Américo Villarreal, gobernador de Tamaulipas, niega estar bajo investigación en EE.UU.
El gobernador de Tamaulipas, Américo Villarreal Anaya, afirmó que no existen investigaciones en su contra en México ni en Estados Unidos, tras una nota publicada el 27 de junio por el diario The New York Times. A través de un documento oficial, Villarreal precisó que no hay “acusación, procedimiento ni notificación oficial de autoridad alguna” que sustente los señalamientos.
Contexto y respuesta oficial del gobernador
El mandatario estatal acusó que la nota se realizó con fuentes anónimas y que el reportaje no presenta esa investigación como un hecho probado. Según su declaración, la información fue atribuida a cinco personas que, en palabras del diario, “no estaban autorizadas a hablar públicamente”. Además, recordó que ya negó los señalamientos y que no hay evidencia que lo relacione con alguna actividad ilícita.
El documento oficial del gobierno de Tamaulipas también señala que, a principios de junio, el periódico Los Angeles Times reportó que tanto Villarreal como el gobernador de Sonora, Alfonso Durazo Montaño, estaban bajo investigación por presunta corrupción en Estados Unidos, y que sus visas habían sido canceladas.

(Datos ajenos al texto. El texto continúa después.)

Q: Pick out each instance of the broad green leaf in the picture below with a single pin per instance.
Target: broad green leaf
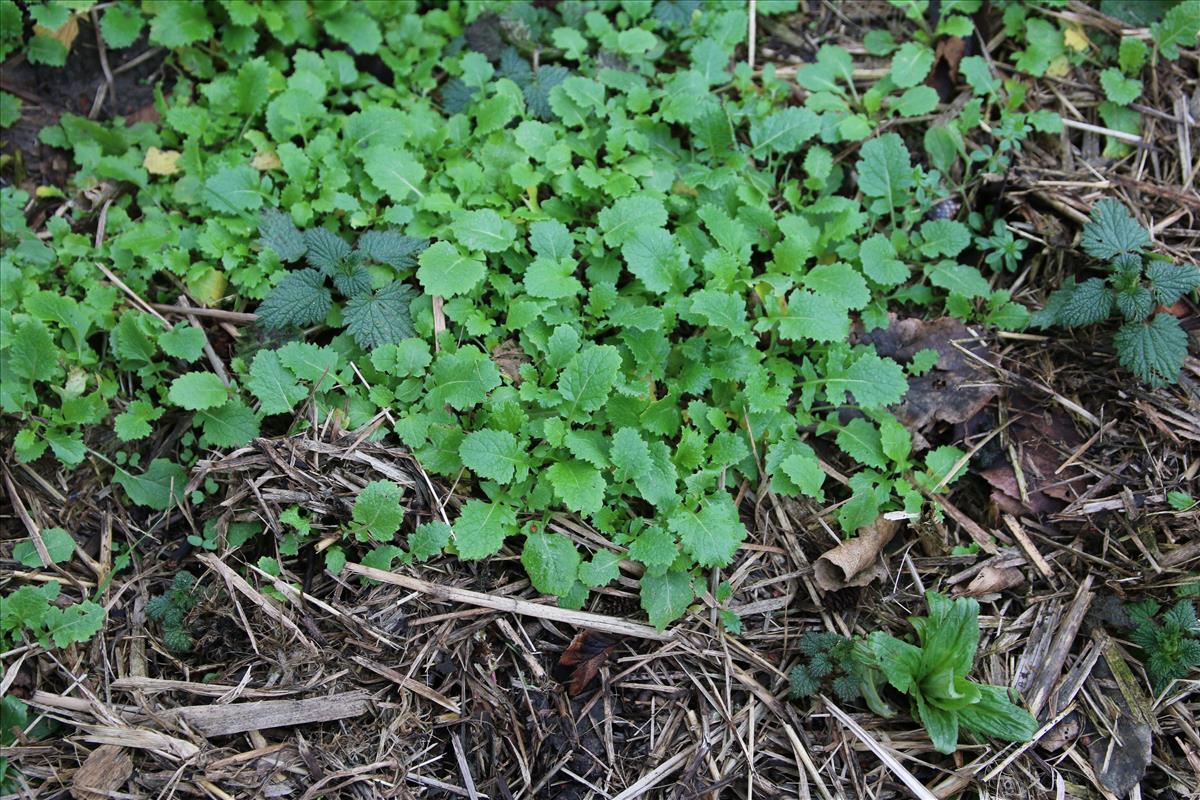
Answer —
(481, 528)
(551, 561)
(377, 511)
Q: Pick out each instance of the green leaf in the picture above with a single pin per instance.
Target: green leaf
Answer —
(75, 624)
(180, 23)
(462, 379)
(357, 28)
(655, 548)
(59, 543)
(429, 540)
(394, 170)
(995, 715)
(300, 299)
(232, 425)
(880, 262)
(448, 272)
(943, 238)
(579, 485)
(121, 25)
(310, 362)
(1153, 350)
(273, 384)
(1170, 282)
(135, 421)
(1113, 232)
(911, 64)
(916, 101)
(814, 317)
(484, 229)
(198, 390)
(1117, 88)
(874, 382)
(601, 570)
(665, 597)
(840, 283)
(481, 529)
(377, 511)
(1089, 304)
(861, 440)
(784, 131)
(885, 169)
(233, 190)
(160, 487)
(1179, 28)
(277, 233)
(551, 563)
(978, 74)
(379, 317)
(711, 535)
(653, 257)
(959, 278)
(1043, 44)
(627, 215)
(492, 455)
(588, 378)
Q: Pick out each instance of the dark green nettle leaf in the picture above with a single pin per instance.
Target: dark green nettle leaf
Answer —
(391, 247)
(1089, 304)
(301, 299)
(1113, 232)
(327, 250)
(381, 317)
(1153, 350)
(551, 561)
(1171, 282)
(279, 233)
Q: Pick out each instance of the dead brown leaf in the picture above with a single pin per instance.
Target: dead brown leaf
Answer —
(587, 653)
(954, 390)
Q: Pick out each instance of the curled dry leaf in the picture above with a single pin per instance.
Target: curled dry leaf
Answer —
(587, 653)
(856, 561)
(954, 390)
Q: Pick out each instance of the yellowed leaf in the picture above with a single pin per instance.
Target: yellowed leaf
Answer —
(1075, 38)
(161, 162)
(208, 287)
(265, 161)
(1060, 67)
(65, 34)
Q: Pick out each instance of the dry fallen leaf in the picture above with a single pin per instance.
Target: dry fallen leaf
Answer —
(161, 162)
(265, 161)
(587, 653)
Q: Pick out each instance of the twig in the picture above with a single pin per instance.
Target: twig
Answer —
(511, 606)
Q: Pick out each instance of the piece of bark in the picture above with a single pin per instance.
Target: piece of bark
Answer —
(853, 563)
(102, 773)
(991, 581)
(259, 715)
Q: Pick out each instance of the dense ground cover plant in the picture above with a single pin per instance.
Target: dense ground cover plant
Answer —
(600, 265)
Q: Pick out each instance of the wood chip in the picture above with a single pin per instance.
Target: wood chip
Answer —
(259, 715)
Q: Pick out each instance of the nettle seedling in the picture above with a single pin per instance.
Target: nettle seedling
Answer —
(376, 308)
(1139, 286)
(1170, 645)
(172, 607)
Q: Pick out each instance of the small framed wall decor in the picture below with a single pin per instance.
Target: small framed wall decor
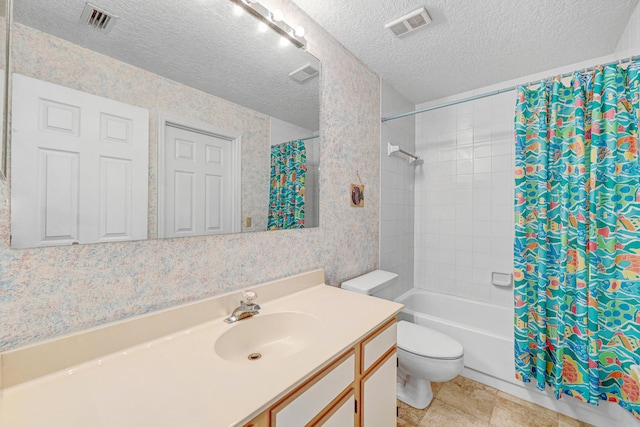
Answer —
(357, 195)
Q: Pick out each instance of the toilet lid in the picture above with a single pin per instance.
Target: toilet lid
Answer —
(423, 341)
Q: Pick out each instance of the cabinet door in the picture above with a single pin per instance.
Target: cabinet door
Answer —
(316, 395)
(379, 394)
(342, 415)
(261, 420)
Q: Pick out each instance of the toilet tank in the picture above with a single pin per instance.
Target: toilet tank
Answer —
(372, 283)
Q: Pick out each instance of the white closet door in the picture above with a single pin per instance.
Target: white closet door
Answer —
(79, 166)
(198, 187)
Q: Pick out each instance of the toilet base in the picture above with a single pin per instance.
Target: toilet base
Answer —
(414, 392)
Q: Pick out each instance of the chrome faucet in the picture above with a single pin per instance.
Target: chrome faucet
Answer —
(247, 308)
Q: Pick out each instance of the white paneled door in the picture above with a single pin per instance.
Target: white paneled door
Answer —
(79, 167)
(199, 176)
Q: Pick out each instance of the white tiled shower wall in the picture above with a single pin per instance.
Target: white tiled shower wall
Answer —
(463, 198)
(464, 191)
(397, 191)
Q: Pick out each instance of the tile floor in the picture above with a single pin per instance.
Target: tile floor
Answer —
(466, 403)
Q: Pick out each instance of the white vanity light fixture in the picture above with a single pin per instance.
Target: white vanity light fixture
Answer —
(273, 19)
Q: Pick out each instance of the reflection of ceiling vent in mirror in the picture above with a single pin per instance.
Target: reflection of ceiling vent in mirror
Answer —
(303, 73)
(409, 22)
(97, 18)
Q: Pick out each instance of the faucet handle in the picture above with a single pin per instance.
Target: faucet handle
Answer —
(248, 297)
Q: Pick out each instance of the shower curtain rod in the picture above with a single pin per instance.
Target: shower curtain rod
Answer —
(306, 138)
(497, 92)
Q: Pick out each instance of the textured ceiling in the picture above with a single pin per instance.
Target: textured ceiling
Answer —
(472, 43)
(199, 43)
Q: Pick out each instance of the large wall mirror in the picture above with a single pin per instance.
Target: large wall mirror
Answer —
(140, 119)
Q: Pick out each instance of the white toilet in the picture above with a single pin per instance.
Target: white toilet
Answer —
(424, 354)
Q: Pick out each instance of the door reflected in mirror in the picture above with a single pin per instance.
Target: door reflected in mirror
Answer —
(208, 80)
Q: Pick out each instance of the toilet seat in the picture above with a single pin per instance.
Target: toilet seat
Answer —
(426, 342)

Sin embargo, ambos mandatarios rechazaron dichas acusaciones y afirmaron no haber sido notificados oficialmente.
La doble falsedad y la defensa del buen nombre
El gobierno de Tamaulipas enfatizó que diversos medios difundieron interpretaciones propias del reportaje, en particular que al menos una decena de funcionarios mexicanos estarían colaborando con la Administración para el Control de las Drogas (DEA) para brindar información sobre otros miembros de Morena.

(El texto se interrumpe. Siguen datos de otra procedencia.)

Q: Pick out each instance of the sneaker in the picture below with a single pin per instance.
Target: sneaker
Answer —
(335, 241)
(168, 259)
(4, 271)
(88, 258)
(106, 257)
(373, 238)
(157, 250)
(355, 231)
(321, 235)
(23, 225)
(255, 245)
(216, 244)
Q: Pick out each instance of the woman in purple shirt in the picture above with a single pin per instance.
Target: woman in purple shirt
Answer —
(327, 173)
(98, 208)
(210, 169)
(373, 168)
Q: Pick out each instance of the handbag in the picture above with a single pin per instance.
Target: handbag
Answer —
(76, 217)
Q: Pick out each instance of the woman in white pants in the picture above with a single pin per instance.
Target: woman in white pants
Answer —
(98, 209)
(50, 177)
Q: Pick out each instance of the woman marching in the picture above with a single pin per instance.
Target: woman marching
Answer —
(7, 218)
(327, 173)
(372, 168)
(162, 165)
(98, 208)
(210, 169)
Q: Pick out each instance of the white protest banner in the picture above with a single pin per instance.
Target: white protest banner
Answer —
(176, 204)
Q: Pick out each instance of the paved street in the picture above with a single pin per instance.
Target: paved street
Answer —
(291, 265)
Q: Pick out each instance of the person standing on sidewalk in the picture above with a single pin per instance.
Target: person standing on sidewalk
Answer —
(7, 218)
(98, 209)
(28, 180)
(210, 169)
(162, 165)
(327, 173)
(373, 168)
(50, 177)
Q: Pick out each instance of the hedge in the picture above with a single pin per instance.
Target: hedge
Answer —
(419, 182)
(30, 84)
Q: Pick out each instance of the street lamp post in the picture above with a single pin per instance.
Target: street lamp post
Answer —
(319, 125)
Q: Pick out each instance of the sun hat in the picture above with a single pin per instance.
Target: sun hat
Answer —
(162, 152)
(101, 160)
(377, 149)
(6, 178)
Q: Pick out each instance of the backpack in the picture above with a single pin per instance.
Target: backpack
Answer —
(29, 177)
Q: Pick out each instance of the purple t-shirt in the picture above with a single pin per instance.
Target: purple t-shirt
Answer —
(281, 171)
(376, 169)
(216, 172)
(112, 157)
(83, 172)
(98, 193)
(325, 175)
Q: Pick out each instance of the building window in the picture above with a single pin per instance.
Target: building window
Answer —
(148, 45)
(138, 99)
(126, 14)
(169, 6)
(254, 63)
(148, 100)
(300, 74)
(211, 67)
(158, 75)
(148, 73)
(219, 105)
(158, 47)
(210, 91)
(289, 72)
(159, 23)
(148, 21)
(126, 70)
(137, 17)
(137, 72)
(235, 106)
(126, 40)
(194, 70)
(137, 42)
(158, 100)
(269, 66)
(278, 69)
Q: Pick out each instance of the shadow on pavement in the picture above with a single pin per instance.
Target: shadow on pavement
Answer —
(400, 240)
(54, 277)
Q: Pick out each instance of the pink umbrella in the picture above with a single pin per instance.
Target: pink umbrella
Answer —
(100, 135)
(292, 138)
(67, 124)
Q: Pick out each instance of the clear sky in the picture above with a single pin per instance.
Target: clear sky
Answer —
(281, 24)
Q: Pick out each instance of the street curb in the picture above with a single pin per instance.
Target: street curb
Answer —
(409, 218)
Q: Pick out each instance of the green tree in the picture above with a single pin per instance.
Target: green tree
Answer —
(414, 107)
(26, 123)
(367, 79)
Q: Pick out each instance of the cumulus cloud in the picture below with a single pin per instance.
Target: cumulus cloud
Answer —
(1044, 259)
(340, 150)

Respecto a las acusaciones de que Villarreal ya sería un informante de Estados Unidos, el gobierno estatal aseguró que esa afirmación es una “doble falsedad”. En ningún momento, en el reportaje del New York Times, se afirmó que el gobernador fuera informante, ni hay evidencia que lo pruebe.
¿Qué dice el reportaje de NYT y cuáles son las implicaciones?
El reportaje de The New York Times señala que al menos una decena de gobernadores y legisladores mexicanos, varios de ellos de Morena, habrían contactado en privado con autoridades estadounidenses para ofrecer información sobre políticos de su partido. La nota indica que estos acercamientos ocurrieron tras una iniciativa de la Administración para el Control de las Drogas (DEA) para persuadir a funcionarios mexicanos de colaborar en investigaciones.
El reportaje también identifica como objetivos de posibles investigaciones por presunta corrupción a los gobernadores de Sonora, Alfonso Durazo Montaño, y de Tamaulipas, Américo Villarreal Anaya, citando a cinco fuentes que solicitaron anonimato. La investigación se originó tras acusaciones contra funcionarios de Sinaloa, incluyendo al gobernador con licencia Rubén Rocha Moya, por presunto recibo de sobornos del Cártel de Sinaloa, específicamente de la facción de Los Chapitos.
El gobernador de Sonora, en respuesta, envió una carta a A. G. Sulzberger, presidente de The New York Times, exigiendo una rectificación, ya que afirmó no haber recibido ninguna notificación oficial sobre investigaciones en su contra. Ambos mandatarios, Villarreal y Durazo, negaron las acusaciones y aseguraron que no hay evidencia objetiva que los relacione con actividades ilícitas.
¿Qué sigue en este caso? La postura de Villarreal y la autoridad estatal refuerzan la importancia de la presunción de inocencia y la necesidad de pruebas concretas antes de emitir juicios públicos. La situación genera interrogantes sobre la relación entre investigaciones internacionales y la política interna en México, además de poner en evidencia la importancia de la transparencia en estos procesos.